The capable of repetition, yet evading review exception applies when "(1) the challenged action was too short in its duration to be fully litigated prior to its cessation or expiration; and (2) there was a reasonable expectation that the same complaining party would be subjected to the same action again." State v. Parker, 334 Md. 576, 585-86 (1994).
Assuming, arguendo, that the present case presents a matter of public importance, we observe that the issue was litigated within 30 days. The mask mandate was ordered on January 7, 2022, Appellants filed a complaint for declaratory judgment, injunctive relief and a request for a temporary restraining order on January 14, 2022. The court resolved the TRO and motion for injunction in less than 30 days which was prior to the expiration of the order. Appellants then noted an appeal.

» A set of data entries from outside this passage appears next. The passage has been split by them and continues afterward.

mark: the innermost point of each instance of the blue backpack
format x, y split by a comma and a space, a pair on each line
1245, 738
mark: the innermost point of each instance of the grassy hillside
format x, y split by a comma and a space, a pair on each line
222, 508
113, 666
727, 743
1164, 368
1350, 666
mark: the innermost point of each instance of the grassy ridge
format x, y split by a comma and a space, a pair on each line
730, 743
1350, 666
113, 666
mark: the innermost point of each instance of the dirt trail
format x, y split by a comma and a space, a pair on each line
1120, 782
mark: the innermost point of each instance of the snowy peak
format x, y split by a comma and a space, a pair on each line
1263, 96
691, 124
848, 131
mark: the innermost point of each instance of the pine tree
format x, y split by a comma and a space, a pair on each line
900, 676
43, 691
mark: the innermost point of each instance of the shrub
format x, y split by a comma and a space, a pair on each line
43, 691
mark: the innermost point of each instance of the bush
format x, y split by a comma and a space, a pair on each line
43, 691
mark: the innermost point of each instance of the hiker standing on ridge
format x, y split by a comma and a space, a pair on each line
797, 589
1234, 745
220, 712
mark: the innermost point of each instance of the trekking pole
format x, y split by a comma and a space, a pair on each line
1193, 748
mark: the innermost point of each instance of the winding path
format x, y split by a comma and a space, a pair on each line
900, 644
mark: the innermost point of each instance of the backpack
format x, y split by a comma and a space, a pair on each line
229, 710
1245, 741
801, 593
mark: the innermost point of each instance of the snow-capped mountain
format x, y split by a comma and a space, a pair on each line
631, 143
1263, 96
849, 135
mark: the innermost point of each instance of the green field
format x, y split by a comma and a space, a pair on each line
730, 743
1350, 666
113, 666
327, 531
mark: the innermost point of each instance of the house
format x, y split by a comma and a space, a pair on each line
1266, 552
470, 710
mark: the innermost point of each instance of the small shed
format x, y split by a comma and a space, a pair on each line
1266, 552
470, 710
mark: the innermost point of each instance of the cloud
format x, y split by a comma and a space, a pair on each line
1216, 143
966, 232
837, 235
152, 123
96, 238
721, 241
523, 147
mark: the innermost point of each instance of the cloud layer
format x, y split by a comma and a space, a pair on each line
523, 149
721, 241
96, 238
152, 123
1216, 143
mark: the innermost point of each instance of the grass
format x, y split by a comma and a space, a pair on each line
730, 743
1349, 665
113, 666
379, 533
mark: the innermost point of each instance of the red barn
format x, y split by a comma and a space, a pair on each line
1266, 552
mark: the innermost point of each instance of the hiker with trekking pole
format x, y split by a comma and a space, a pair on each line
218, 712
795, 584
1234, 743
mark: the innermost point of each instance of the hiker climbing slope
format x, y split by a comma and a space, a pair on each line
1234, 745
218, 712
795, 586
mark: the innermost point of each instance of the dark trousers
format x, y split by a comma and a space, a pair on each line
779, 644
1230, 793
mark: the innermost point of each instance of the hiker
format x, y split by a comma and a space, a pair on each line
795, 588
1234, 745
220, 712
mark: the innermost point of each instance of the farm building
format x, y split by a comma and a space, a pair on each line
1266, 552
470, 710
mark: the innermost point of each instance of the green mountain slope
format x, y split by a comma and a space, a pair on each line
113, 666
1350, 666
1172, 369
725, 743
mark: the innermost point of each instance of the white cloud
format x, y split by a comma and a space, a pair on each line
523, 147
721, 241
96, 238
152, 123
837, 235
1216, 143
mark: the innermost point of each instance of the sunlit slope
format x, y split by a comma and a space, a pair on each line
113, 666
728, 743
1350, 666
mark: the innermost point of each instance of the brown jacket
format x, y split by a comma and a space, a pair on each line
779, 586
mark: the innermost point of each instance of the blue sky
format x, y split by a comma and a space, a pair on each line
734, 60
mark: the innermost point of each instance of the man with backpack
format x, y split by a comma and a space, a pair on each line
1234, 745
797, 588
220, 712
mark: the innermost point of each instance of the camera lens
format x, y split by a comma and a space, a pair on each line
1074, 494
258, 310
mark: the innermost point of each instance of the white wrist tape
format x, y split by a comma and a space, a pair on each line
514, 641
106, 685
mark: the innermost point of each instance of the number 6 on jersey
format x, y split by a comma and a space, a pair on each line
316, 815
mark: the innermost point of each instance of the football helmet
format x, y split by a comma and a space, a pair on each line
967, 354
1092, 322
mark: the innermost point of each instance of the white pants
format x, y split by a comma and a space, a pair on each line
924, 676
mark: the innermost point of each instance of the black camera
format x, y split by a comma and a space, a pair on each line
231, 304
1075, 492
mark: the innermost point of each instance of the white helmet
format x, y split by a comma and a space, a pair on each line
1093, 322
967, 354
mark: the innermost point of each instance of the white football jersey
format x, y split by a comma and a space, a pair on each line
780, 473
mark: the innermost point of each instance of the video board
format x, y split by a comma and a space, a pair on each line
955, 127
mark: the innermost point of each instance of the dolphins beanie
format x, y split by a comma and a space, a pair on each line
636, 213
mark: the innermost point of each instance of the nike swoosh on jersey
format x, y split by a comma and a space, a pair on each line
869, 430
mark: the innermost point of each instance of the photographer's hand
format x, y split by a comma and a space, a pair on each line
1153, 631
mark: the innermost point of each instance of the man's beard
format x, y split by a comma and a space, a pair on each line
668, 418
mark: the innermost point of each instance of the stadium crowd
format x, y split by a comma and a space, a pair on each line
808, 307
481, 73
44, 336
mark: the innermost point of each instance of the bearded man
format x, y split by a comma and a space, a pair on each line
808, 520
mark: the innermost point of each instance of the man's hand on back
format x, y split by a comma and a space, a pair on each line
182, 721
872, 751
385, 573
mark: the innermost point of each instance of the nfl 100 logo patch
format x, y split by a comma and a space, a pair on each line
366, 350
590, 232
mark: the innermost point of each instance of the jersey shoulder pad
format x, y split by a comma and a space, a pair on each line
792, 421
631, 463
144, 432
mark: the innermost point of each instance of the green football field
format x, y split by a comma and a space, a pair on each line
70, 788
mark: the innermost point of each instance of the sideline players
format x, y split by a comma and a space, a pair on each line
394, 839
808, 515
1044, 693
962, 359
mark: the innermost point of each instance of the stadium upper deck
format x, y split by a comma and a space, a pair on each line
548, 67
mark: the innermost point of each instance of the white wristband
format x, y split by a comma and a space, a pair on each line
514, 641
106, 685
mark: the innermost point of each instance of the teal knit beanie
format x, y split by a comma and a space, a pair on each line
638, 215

If this Court were to assume the matter was not fully litigated because the declaratory judgment action was not determined within 30 days, we hold nevertheless there is no reasonable expectation, under the same circumstances, that the parties would be subjected to the same public safety mandate in the future. We agree with the trial judge, who stated:
Here, the complained of order expired on its own terms on January 31, 2022. In the months since, there has been no suggestion that it would be reissued. The order was its own unique instrument, drafted at a unique time during the COVID pandemic under unique circumstances. Thus necessarily an analysis of its property and authority is fundamentally fact driven by the unique facts of its issuance. As such, there is not reasonable expectation that the same complaining parties would be subjected to the same action again.
In sum, this case presents no justiciable controversy, there are no exceptions to the mootness doctrine, and no circumstances exist that warrant this Court's further examination and review.
JUDGMENT OF THE CIRCUIT COURT FOR ANNE ARUNDEL COUNTY AFFIRMED; COSTS TO BE PAID BY APPELLANTS.
[*]At the November 8, 2022, general election, the voters of Maryland ratified a constitutional amendment changing the name of the Court of Special Appeals of Maryland to the Appellate Court of Maryland. The name change took effect on December 14, 2022.
[**]This is an unreported opinion, and it may not be cited in any paper, brief, motion, or other document filed in this Court or any other Maryland Court as either precedent within the rule of stare decisis or as persuasive authority. Md. Rule 1-104.